Nel vortice seguito alle dimissioni di Biden, i ranghi si sono stretti ulteriormente. Le domande scomode tacciono, i fact-check si applicano di preferenza all’opposizione e gli articoli adoranti rimpiazzano il ragionamento politico. “The only patriotic choice for President”, titolava di recente l’inserto di opinioni del New York Times sotto una gigantesca foto in bianco e nero di Kamala Harris e la ragione è tutta qui. In gioco c’è il ‘bene del Paese’. Non è il momento di fare gli schizzinosi e dunque si sorvola sui limiti della candidatura, le inversioni di rotta (il fatto che i suoi valori non siano cambiati pare una spiegazione sufficiente), una piattaforma elettorale a lungo così vaga da far sembrare Trump uno statista e perfino sugli scivoloni di Tim Walz, che durante Tienanmen forse era a Hong Kong o forse chissà. Sono mesi d’oro per quel giornalismo educativo che negli Stati Uniti aveva già dato pessima prova di sé nel 2016, quello che conduce il lettore/ascoltatore/spettatore alla giusta conclusione più che informare. Si può solo sperare che la Storia non si ripeta. In ogni caso, è uno spettacolo snervante e se sia davvero un bene per il tessuto della democrazia è tutto da dimostrare. 

Mentre scrivo, mancano tre settimane all’Election Day e in molti stati già si vota. Per dirla con Obama, oggi il più influente sostenitore di Harris, elezioni come questa si vincono e perdono negli ultimi giorni. In questa volata, il circuito dell’informazione riveste un ruolo centrale. Milioni di americani, fra cui la sottoscritta, si avviano alle urne senza mai essere stati lambiti dal flusso vivo della politica. La stampa locale sta esalando ovunque l’ultimo respiro mentre per ovvie ragioni i comizi, dibattiti e incontri si concentrano negli stati in bilico e nelle metropoli.
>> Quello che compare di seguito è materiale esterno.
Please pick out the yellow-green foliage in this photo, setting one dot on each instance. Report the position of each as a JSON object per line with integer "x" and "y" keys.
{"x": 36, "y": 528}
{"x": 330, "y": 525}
Nel resto del paese non resta dunque che affidarsi ai giornali, alla tv, ai podcast e ai social, sempre più decisivi soprattutto per l’elettorato più giovane. 

A queste condizioni, realtà e fiction, informazione e spettacolo si confondono senza tregua – il Rio Grande pullula di alligatori; Harris costruirà il muro al confine Sud; il governo ha abbandonato le vittime dell’alluvione; Trump non beve, non fuma, non usa droghe; gli immigrati divorano i pets; Robert F. Kennedy Jr. ha un verme nel cervello; Trump ci ha lasciato la peggiore disoccupazione dopo la grande depressione; Trump deporterà 13 milioni di immigrati illegali. 

Cos’è vero, cos’è falso? E chi ha tempo e voglia di starci dietro? In questo fuoco incrociato di bugie e mezze verità, ognuno si aggrappa ai suoi giudizi e pregiudizi, la spaccatura fra democratici e repubblicani si approfondisce e il malessere cresce come i prezzi al supermercato. Peccato, perché i sondaggi mostrano che la credibilità dei media resta molto più elevata delle diverse piattaforme social e secondo uno studio di Bookman e Kalla pubblicato dall’American Journal of Political Science, “i messaggi persuasivi cambiano sia le valutazioni dei candidati che le scelte di voto e inducono defezioni partitiche; e i messaggi con maggiore contenuto informativo sono più persuasivi”. In altre parole, la gente merita rispetto. E non è questo il sale della democrazia?